Endeavour argued that it did not have access to any confidential information relating to Gold Reserve after the beginning of 2007, and that it had relied solely on publicly available information when it advised Rusoro on the takeover bid. The Court was extremely sceptical of this assertion, finding that it was implausible that Endeavour had not relied on confidential information in advising Rusoro.
On the basis of this finding, the court concluded that: "Absent special measures such as institutionalized ethical walls, the reasonable presumption is that confidential information will be taken into account and used, whether intentionally or inadvertently, to the disadvantage of the provider of the confidential information."
Thus, there will be a general presumption of misuse if a party privy to confidential information does not have institutionalized methods in place. Such methods could include ethical walls, physical and electronic protections, etc.
Similarly, in Certicom Corp. v. Research In Motion Limited, the court concluded that Research In Motion could not use information it gained through its existing relationship with Certicom to help launch a hostile takeover of that company, as the parties had previously signed confidentiality agreements in 2007 and 2008. This was so even despite the fact that a standstill provision in the 2007 agreement, preventing RIM from making such a move, had already expired.

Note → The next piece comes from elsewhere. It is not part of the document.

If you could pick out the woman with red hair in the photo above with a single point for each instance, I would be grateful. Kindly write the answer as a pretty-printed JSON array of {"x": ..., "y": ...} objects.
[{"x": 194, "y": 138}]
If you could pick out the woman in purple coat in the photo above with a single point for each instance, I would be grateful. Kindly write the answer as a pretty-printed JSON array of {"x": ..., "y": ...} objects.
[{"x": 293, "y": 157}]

The case largely revolved around the wording of the confidentiality agreements between RIM and Certicom. RIM argued that it was permitted to use information gleaned through its relationship with Certicom - a company which supplied security products for RIM's business - because a clause in the 2007 agreement specifically granted RIM the right to use information disclosed by Certicom for purposes including "some form of business combination between the parties."
The court disagreed, finding that the word "between" could not be interpreted to include a hostile takeover. Rather, the court held that the wording of the agreement had to be interpreted in light of the context in which it was negotiated. When the parties negotiated the 2007 agreement, they considered the possibility of a friendly takeover, and this fact was reflected in the language of the agreement.
RIM argued that by interpreting the agreement in this manner, the court would effectively be extending the application of the expired standstill provision, thus defeating the very purpose of the provision. The court, however, viewed the standstill and non-disclosure provisions as separate clauses altogether, "providing different protections for different terms," and concluded that "[after] the standstill provision had expired, it was open to RIM to mount a hostile bid, provided that it had not received, and used, any confidential information in assessing the bid."
According to the court, the fact that RIM had received such confidential information - and indeed admitted to using it in its decision to make a hostile bid - meant that the company had an unfair advantage vis-à-vis other bidders for Certicom.
Thus, on the basis of these two decisions, it seems that courts are tending towards more stringent interpretations of confidentiality clauses so as to remove any perception of unfairness or undue advantage in the securities markets. This likely means that confidentiality clauses will become a much more contentious issue in commercial negotiations for the foreseeable future.